6.1 Packing Specification

The LEDs are packed to prevent damage during shipping and storage:

• Primary Packing: Anti-electrostatic bags.
• Secondary Packing: Inner cartons containing 5 bags.
• Tertiary Packing: Outside cartons containing 10 inner cartons.
• Packing Quantity: 200 to 500 pieces per bag. Therefore, one outside carton contains between 10,000 and 25,000 pieces (10 inner cartons * 5 bags * 200-500 pcs).

6.2 Label Explanation

Labels on the packaging contain several codes for traceability and binning:

• CPN: Customer's Part Number.
• P/N: Manufacturer's Part Number (e.g., 523-2SURD/S530-A3).
• QTY: Packing Quantity.
• CAT: Ranks of Luminous Intensity (Brightness bin).
• HUE: Ranks of Dominant Wavelength (Color bin).
• REF: Ranks of Forward Voltage (Voltage bin).
• LOT No: Manufacturing Lot Number for traceability.

7. Application Design Considerations and FAQs

7.1 Circuit Design

A current-limiting resistor is mandatory when driving this LED from a voltage source. The resistor value (R) can be calculated using Ohm's Law: R = (V_supply - V_F) / I_F. Use the maximum forward voltage (2.4V) from the datasheet for a conservative design to ensure the current does not exceed 20mA even with part-to-part variation. For example, with a 5V supply: R = (5V - 2.4V) / 0.020A = 130 Ohms. A standard 150 Ohm resistor would provide a safe margin.

7.2 Typical User Questions Answered

Q: Can I drive this LED at 25mA continuously?

A: While the absolute maximum rating is 25mA, the electro-optical characteristics are specified at 20mA. For reliable long-term operation and to account for temperature effects, it is advisable to design for 20mA or less, using the de-rating curves if the ambient temperature is high.

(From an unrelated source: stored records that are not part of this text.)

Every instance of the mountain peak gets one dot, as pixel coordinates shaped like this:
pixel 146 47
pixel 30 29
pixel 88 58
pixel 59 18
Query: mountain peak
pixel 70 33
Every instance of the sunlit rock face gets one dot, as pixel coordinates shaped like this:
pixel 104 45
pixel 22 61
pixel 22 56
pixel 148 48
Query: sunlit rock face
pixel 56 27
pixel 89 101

Q: What is the difference between Peak and Dominant Wavelength?

A> Peak Wavelength (632nm) is the physical peak of the light emission spectrum. Dominant Wavelength (624nm) is the single wavelength that the human eye would perceive as matching the LED's color. Dominant wavelength is more relevant for color indication applications.

Q: Is a heat sink needed?

A: For operation at 20mA in moderate ambient temperatures, a dedicated heat sink is typically not required for a single LED. However, thermal management becomes critical in high-density arrays, high ambient temperatures, or when driving near the maximum current. The PCB itself acts as a heat sink via the leads.

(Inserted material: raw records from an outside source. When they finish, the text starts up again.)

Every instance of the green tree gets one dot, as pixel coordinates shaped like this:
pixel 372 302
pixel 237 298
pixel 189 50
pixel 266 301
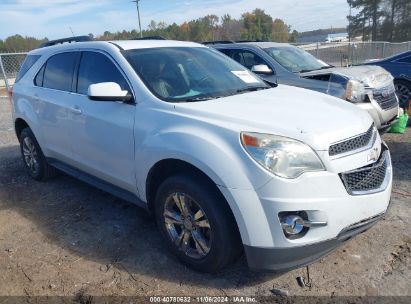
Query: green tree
pixel 280 31
pixel 257 25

8. Technical Comparison and Differentiation

This LED differentiates itself through its specific material and construction choices:

• Chip Technology (AlGaInP): Compared to older technologies, AlGaInP offers higher efficiency and better color purity for red and amber LEDs, resulting in the specified "brilliant red" color with good luminous intensity.
• Diffused Lens vs. Water Clear: The diffused resin lens trades a small amount of peak axial intensity for a much wider and more uniform viewing angle (120°), eliminating the "hot spot" effect. This is ideal for indicators that need to be seen from various angles.
• Compliance: Full RoHS, REACH, and Halogen-Free compliance makes it suitable for global markets and environmentally conscious designs, differentiating it from non-compliant alternatives.

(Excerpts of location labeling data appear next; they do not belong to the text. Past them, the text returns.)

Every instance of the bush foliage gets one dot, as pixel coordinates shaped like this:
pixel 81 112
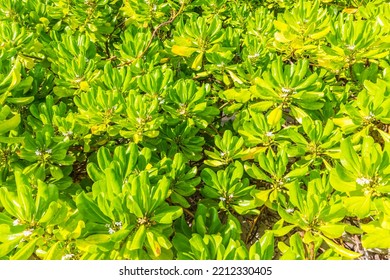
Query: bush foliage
pixel 204 129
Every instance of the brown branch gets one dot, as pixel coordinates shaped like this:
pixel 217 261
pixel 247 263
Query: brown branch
pixel 154 34
pixel 249 235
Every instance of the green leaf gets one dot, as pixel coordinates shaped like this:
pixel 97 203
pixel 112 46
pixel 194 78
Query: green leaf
pixel 183 50
pixel 89 209
pixel 139 238
pixel 26 251
pixel 341 250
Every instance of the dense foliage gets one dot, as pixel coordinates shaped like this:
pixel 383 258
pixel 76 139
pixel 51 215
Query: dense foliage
pixel 204 129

9. Operational Principles and Trends

9.1 Basic Operating Principle

This is a semiconductor photodiode operating in forward bias. When a voltage exceeding the forward voltage (V_F) is applied, electrons and holes recombine at the p-n junction within the AlGaInP semiconductor material. This recombination releases energy in the form of photons (light) with a wavelength corresponding to the bandgap energy of the material, which is in the red region of the visible spectrum. The diffused epoxy resin lens encapsulates the chip, provides mechanical protection, and shapes the light output beam.

9.2 Industry Context and Trends

The 5mm radial LED remains a fundamental and widely used component due to its simplicity, low cost, and ease of use for through-hole assembly. While surface-mount device (SMD) LEDs dominate high-volume automated production, through-hole LEDs like this one are still prevalent in prototyping, educational kits, repair work, and applications requiring higher single-point brightness or robustness against vibration. The trend within this segment is towards higher efficiency (more light output per mA), stricter environmental compliance, and more consistent binning for color and brightness uniformity in batch production.